You are willing to use bootstrap inference (
method="bootstrap").reimputeis invalid under delta-method or simulation inference.
Quick example¶
import numpy as np
import pandas as pd
import statsmodels.formula.api as smf
from sklearn.experimental import enable_iterative_imputer
from sklearn.impute import IterativeImputer
from pymargins import Margins, reimpute
# 1. Build data with MAR missingness
rng = np.random.default_rng(42)
n = 400
df = pd.DataFrame({
"x1": rng.normal(size=n),
"x2": rng.normal(size=n),
})
df["y"] = 1.0 + 0.6 * df["x1"] - 0.4 * df["x2"] + rng.normal(scale=0.5, size=n)
missing = rng.uniform(size=n) < 0.25
df_nan = df.copy()
df_nan.loc[missing, "x1"] = np.nan
# 2. Fit the model on a single initial imputation
# (the point estimate comes from this fit)
df_init = df_nan.fillna(df_nan.mean())
fit = smf.ols("y ~ x1 + x2", data=df_init).fit()
# 3. Wrap the imputer so it returns a DataFrame
imp = IterativeImputer(max_iter=10, random_state=0, sample_posterior=True)
def imputer(frame):
arr = imp.fit_transform(frame)
return pd.DataFrame(arr, columns=frame.columns)
# 4. Run bootstrap-then-impute
m = Margins(
fit,
transforms=[reimpute(imputer, incomplete=df_nan)],
method="bootstrap",
n_boot=1000,
rng_seed=7,
)
r = m.predict(atexog={"x1": 0, "x2": 0})
Key rules¶
1. The imputer must be stochastic¶
A deterministic imputer (e.g. SimpleImputer(strategy="mean") or
IterativeImputer(sample_posterior=False)) fills the conditional mean with
no residual draw. The bootstrap still re-fits each replicate, so the filled
values track each resample’s mean, but the missing residual variance means
your CIs will be too narrow.
reimpute runs a cheap construction-time guard: it calls the imputer twice
on the same small sample, and if the output is byte-identical it warns you.
You can suppress this with warn_on_deterministic=False.
2. Seed the imputer for reproducibility¶
The session rng_seed controls the bootstrap resample indices, but it does
not automatically seed your imputer. For reproducible draws you must set
random_state on the imputer object itself:
imp = IterativeImputer(random_state=42, sample_posterior=True)

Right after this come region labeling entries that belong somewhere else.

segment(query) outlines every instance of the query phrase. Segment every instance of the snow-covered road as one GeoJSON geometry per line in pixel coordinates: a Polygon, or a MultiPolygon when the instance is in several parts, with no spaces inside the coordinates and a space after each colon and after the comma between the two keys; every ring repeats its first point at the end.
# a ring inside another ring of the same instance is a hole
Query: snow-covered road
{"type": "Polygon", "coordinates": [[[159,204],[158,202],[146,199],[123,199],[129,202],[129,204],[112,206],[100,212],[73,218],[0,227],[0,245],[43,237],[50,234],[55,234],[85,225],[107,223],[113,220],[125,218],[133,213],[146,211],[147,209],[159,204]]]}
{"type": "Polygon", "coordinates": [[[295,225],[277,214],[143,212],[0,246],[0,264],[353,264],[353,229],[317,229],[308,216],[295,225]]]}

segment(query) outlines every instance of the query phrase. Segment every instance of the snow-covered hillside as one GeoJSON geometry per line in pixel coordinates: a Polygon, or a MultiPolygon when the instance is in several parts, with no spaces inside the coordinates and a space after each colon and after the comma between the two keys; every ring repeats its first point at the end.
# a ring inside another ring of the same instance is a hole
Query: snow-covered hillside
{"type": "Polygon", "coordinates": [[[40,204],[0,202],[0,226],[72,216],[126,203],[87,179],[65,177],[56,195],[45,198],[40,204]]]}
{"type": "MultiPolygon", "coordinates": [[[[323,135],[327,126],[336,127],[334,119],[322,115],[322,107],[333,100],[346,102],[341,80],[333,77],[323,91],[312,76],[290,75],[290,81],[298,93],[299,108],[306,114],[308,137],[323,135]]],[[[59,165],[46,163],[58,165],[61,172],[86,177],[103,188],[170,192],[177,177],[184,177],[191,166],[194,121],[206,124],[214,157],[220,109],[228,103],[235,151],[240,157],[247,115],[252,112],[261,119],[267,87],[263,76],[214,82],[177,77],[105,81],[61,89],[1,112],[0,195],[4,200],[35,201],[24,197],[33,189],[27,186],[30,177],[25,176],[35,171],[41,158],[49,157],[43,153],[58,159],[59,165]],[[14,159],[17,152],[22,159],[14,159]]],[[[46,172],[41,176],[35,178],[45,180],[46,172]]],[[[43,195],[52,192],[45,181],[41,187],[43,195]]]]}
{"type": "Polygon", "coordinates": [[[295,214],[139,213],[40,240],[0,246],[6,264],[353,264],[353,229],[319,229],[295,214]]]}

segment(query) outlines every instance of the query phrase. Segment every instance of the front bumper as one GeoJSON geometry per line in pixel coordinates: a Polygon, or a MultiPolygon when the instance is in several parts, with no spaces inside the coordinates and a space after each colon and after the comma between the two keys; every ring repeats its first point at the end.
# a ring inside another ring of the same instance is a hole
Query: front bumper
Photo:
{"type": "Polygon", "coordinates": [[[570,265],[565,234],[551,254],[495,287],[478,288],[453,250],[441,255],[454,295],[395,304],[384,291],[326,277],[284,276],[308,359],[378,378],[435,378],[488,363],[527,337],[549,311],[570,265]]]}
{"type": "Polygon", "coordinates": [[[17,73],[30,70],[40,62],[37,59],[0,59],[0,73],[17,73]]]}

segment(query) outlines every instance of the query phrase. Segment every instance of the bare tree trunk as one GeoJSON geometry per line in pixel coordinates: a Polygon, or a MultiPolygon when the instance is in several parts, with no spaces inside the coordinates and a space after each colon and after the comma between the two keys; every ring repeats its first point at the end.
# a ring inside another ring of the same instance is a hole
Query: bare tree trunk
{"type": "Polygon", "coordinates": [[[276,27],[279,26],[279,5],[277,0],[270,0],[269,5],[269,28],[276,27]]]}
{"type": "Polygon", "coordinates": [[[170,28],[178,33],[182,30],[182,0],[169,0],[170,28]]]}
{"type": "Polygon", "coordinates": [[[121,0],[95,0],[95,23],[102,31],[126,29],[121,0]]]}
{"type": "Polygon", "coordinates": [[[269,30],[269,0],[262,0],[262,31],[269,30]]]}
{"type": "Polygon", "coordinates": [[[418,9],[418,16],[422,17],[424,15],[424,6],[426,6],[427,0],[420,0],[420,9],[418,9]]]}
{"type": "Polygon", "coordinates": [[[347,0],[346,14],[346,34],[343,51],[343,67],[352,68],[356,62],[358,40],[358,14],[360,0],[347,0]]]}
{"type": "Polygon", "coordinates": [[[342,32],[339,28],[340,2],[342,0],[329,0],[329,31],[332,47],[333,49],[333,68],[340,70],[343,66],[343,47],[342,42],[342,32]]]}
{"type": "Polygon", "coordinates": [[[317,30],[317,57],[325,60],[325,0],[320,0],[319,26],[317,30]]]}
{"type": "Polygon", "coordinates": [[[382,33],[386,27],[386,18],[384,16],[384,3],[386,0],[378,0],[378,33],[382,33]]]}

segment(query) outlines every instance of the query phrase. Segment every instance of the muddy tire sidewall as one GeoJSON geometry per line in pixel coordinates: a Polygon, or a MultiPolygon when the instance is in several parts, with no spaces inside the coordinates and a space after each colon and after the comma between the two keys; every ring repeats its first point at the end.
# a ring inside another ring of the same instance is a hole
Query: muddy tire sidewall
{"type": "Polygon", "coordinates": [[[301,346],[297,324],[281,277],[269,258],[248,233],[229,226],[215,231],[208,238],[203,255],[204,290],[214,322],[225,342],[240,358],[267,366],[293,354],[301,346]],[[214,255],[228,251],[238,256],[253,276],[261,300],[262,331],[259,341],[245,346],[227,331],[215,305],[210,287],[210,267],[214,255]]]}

If the imputer exposes random_state=None, reimpute warns at
construction.
Important: create a fresh imputer object for each Margins session.
Sharing a single imputer instance across sessions can leave internal state from
the first session and break reproducibility, even with a fixed
random_state.
3. The point estimate is single-imputation¶
The reported estimate comes from the model you passed to Margins
(fitted on the initial single imputation). The bootstrap supplies
imputation-aware CIs, not a pooled point estimate. This matches how the
package already treats bootstrap: the estimate is from the original fit, the
CI from the resample distribution.
4. Structural columns must be complete¶
Columns that define the inference design — cluster=, survey_design
PSU/strata, and weights= — must not contain missing values. Only
substantive columns may be imputed.
5. Bootstrap only¶
reimpute sets requires_resampling=True, so method="delta" or
method="simulation" raises at construction.
Comparison to plain bootstrap¶
Bootstrap-then-impute widens the CI for coefficients affected by missingness because each replicate draws a different imputation. Coefficients with no missingness in their predictors are essentially unchanged.
Limitations¶
Frozen frames are not supported on this path.
reimputeneeds a re-runnable imputer because it re-imputes every bootstrap replicate. If you already hold M precomputed completed frames (e.g. from Rmiceexported to CSV), pool them with Rubin’s rules viapool_imputationsinstead — no Python imputer required, just the M completed frames.BCa CIs are rejected. The BCa jackknife operates on the raw incomplete frame without re-imputing, producing an inconsistent acceleration parameter. Use
ci_method="percentile"(default) or"studentized".Survey designs are incompatible.
survey_design+reimputeraises because the fixed-design assumption breaks when the source frame is incomplete.